Des racines dans le nihilisme allemand
Ne percevoir la structure de la réalité politique que comme un lieu de rapports de forces, de dominations, de puissances, de vainqueurs et de vaincus devrait peut-être alerter l’auteur sur la dette qu’il a contracté à l’endroit de la Kulturpessimismus teutonne, qui tout en prétendant dévoiler les véritables mécanismes sociaux sous couvert d’indignation morale, a également contribué à l’amenuisement de tout ce qui aurait pu constituer un remède à la longue marche de la philosophie moderne vers le nazisme. Voilà où la réflexion de l’ultra-gauche en est réduite.
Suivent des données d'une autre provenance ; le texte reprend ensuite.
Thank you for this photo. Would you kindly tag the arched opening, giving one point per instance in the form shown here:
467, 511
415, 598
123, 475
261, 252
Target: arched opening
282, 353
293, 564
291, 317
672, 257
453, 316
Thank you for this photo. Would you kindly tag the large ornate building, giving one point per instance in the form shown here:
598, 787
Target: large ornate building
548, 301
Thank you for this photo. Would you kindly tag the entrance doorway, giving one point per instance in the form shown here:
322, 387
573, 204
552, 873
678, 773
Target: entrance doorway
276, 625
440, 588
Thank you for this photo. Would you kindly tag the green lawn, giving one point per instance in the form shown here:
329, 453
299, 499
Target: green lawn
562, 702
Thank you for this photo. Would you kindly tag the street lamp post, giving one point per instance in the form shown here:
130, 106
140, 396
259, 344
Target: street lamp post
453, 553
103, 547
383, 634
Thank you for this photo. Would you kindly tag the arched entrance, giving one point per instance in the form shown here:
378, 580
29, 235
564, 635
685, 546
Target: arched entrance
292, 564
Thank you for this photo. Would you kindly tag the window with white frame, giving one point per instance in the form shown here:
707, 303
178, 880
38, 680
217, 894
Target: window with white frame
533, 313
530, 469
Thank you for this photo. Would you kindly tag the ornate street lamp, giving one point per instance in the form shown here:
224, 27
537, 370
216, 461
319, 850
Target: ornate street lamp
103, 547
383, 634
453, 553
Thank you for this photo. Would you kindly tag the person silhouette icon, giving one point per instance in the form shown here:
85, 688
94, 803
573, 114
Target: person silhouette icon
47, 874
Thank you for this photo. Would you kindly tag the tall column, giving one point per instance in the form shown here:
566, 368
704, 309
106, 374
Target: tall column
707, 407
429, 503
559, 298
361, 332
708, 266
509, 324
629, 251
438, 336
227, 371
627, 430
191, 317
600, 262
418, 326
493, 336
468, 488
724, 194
Puisque nous sommes dans la pensée allemande, restons-y un peu - mais pas trop longtemps tout de même. Autant de raccourcis percutants, de « stylisation » de la réalité sociale aboutissent de la part de notre auteur à la défense d’une attitude qui se voudrait libertarienne, mais qui paradoxalement ne permet pas d’atteindre le rôle de critique sociale qu’elle voudrait s’assigner. Cette posture du nomade n’est pas sans rappeler le penseur romantique dans une critique de C. Schmitt que M. Hauser n’a pas jugé bon de citer. Schmitt décrit le romantisme politique comme une pensée de l’occasion : la politique devient une occasion de s’épancher et de mettre en scène ses rêveries enfiévrées. Seulement, ne percevant les choses politiques que comme des monades dont la seule unité se constitue dans la subjectivité de son auteur, il ne dépasse pas la surface des phénomènes, et reste en cela, sans connexion avec la réalité, bourgeois et stérile. Le romantisme révolutionnaire, même s’il continue à fasciner à droite comme à gauche a été et demeure une impasse politique.
Pierre CARVIN Action Française 2000 juillet-août 2005
* Philippe Hauser : La désolation du monde. Politique, guerre et paix, Paris, L’Harmattan, 190 pages, 16,50 euros.